Nor is there any substance to reports that team President Edward Bennett Williams gave permission to use player pension funds to keep the big fellow in pineapples, the source disclosed.
"I don't know where you guys get your information," he whispered over the telephone.
"Sure, sure, we'd love to have a guy like Lava Lava. You don't need a front four with him in there. Its a front one. But to say we've got him - well, that's fiction, nothing but fiction."
For the last two weeks, the exploits of Lava Lava Lenny and Duke, the former ambassador to China turned Redskin general manager trying to sign him to a contract, have been chronicled in "Doonesbury," the comic strip penned by Garry Trudeau.
Art is dearly imitating life each day, and some of the best howls are coming from Redskin Park.
"I hope that guy Duke isn't me," said Bobby Beathard, the real general manager.
Added new Coach Jack Pardee, "Lave Lava sounds like a player."
Trudeau first named Duke general manager on the comic pages precisely the same day Beathard's appointment was announced on the sports pages.
There are other topical touches. Williams' name appears frequently. Lava Lava's agent is a fellow named "Hook," the same moniker George Allen's lawyer, Ed Hookstratten, goes by.
When a character named Bobby - as in Bobby Mitchell, the executive assistant to Williams - informs Duke there are no draft choices until round seven, the general manager says, "A pox on George Allen.
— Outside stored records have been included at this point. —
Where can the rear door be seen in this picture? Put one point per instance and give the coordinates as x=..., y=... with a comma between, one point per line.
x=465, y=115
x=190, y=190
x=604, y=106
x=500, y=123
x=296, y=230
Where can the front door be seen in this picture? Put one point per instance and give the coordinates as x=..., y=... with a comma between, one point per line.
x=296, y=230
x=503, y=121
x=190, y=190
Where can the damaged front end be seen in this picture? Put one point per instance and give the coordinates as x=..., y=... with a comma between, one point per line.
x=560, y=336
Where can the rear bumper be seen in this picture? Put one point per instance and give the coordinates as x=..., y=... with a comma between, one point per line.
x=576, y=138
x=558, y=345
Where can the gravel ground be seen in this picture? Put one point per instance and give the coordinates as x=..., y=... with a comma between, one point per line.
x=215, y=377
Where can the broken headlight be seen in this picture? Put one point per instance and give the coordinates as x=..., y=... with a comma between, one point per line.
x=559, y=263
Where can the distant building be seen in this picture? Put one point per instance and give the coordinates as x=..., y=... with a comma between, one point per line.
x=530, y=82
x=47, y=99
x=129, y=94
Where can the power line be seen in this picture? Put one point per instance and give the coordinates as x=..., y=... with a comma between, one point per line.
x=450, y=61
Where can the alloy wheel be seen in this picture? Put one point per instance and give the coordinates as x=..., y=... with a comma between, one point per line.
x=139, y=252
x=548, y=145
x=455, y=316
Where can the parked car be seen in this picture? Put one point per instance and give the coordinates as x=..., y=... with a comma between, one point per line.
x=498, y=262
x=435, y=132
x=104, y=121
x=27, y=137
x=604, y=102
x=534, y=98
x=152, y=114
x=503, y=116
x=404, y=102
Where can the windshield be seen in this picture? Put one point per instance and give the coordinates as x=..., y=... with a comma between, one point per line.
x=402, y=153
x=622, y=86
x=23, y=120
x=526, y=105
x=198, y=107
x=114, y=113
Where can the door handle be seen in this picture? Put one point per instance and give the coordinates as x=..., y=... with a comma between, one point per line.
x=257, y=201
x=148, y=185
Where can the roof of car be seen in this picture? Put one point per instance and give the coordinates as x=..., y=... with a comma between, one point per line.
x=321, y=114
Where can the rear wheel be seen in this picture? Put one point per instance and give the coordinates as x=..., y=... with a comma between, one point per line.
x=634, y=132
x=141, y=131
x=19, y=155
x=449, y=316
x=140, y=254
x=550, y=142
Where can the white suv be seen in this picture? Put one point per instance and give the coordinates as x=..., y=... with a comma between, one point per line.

No wonder the talentless toad bolted town when he did.
"I just don't see how he got away with that "The Future is Now garbage as long as he did."
When Williams asks Duke how far he would go to trade for Lava Lava, the general manager says, "I would trade your small son."
"Forget it," says Williams, "I saw what it did to Allen's family."
Trudeau clearly has done his homework, although he declined to talk about his creation on the record in a recent telephone interview from his studio in New Haven.
"I never give interviews," he said. "I let my work speak for itself."
Still, he volunteered that he has always been fascinated by professional football. The Redskins, located in the Nation's Capital, seemed an ideal team to focus on, he said.
As an undergraduate at Yale, and later in his syndicated strip, Trudeau featured two classmates, quarterback Brian Dowling and running back Calvin Hill, in his work for the Yale Daily News. Dowling had a brief trial with the Redskins last fall, and Hill has been with the Redskins last fall, and Hill has been with the team the last two years.
Trudeau came to Washington last winter to meet with Williams for background information. And he says the Redskins will pop in and out of the strip in the future.
Meanwhile, in Los Angeles, a source close to George Allen said the coach was too busy to talk about the Redskins' aquisition of Lava Lava Lenny.
"He's back there now looking at films, of a real hot prospect," the source said. "Kid named 'Bigfoot.' Kicks the ball right out of the stadium."